I should note that it is not clear whether the employer raised this particular argument or just challenged the timeliness of the complaint in general.  What this decision does make clear, however, is that employers will likely need to engage in discovery and motion practice at the CHRO hearing stage on timeliness grounds, because a motion to dismiss on such grounds is unlikely to succeed even against vague allegations.

The Legality of Personality Tests for New Hires

The Connecticut Lawyer has an interesting article in the last month on the Legality of Personality Tests under the ADA. CBA CoverThe article, written by Connecticut Bar Association member Joshua Hawks-Ladds, "explores the ADA's impact on personality testing in the workplace, and discusses what type of assessment tools will withstand ADA scrutiny and when these tools can lawfully be implemented." As Joshua notes, the ADA prohibits employers from "using tests or questionnaires that are meant to, or that incidentally, result in discrimination against disabled individuals."

What remains unanswered from the article (and outside its scope) is how prevalent testing really is, particularly in Connecticut.
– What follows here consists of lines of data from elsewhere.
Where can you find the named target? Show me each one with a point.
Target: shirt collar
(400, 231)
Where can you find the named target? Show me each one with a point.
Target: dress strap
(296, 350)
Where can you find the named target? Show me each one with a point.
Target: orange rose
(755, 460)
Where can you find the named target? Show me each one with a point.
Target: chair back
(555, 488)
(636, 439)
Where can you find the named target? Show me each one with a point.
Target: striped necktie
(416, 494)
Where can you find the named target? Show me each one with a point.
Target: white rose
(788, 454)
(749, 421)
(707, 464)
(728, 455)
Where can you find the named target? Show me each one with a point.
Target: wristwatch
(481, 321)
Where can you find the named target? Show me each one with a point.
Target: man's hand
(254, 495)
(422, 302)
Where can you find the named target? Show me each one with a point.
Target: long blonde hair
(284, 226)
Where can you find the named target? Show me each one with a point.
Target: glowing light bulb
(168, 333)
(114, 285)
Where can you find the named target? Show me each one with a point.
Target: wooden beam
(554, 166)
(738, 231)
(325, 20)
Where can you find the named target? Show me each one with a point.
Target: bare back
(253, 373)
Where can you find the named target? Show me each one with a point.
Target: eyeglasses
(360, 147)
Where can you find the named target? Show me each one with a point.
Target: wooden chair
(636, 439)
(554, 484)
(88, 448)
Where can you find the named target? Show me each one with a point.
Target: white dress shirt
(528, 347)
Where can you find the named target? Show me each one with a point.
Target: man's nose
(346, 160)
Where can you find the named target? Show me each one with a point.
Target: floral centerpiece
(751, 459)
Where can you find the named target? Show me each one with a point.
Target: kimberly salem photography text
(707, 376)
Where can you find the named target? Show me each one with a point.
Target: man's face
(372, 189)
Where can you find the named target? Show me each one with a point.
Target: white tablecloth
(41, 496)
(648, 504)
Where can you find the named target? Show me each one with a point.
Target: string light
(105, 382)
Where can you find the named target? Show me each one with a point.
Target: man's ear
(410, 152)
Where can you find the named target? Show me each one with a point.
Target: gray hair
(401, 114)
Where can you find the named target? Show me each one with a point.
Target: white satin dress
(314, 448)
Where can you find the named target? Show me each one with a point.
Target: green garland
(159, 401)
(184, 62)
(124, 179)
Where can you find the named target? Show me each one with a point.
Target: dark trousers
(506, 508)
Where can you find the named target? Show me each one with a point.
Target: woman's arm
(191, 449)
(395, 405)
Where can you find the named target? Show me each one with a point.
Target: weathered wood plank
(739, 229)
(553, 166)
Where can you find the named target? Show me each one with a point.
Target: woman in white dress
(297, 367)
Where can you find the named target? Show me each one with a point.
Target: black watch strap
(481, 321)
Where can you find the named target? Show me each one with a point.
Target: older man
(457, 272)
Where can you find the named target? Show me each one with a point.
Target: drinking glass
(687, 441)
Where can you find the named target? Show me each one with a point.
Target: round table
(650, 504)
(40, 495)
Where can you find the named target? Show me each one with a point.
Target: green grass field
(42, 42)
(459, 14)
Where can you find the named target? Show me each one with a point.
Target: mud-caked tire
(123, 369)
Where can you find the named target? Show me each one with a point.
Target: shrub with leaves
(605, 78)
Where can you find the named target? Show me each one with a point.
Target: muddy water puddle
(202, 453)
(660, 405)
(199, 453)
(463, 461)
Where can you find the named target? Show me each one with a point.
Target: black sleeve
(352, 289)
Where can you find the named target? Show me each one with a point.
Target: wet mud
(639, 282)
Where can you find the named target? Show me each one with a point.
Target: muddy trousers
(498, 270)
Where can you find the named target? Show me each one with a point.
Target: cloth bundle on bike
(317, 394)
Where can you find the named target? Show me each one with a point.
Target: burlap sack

The article does not cite any Connecticut cases or Second Circuit cases.

An EEOC meeting on May 16, 2007, shows however that this is a topic of increasing interest. As noted in their press release:

The U.S. Equal Employment Opportunity Commission (EEOC) today held a public meeting to gather information and address emerging trends in workplace testing and selection procedures, as employers seek lawful and efficient ways to screen large numbers of applicants. Discriminatory employment tests and selection procedures violate EEOC-enforced federal laws, including Title VII of the Civil Rights Act, the Americans with Disabilities Act, and the Age Discrimination in Employment Act.

“Today employers commonly use a range of employment tests and other screening tools to make hiring, promotion, termination or other employment decisions,” said EEOC Chair Naomi C. Earp. “With the growth of technology, buttressed by post-9/11 security concerns, it is important that employers review their applicant selection procedures to ensure they are non-discriminatory.”

If employees and employers are looking for topics that have yet to be fully litigated or explored, the use of personality tests seems ripe for consideration.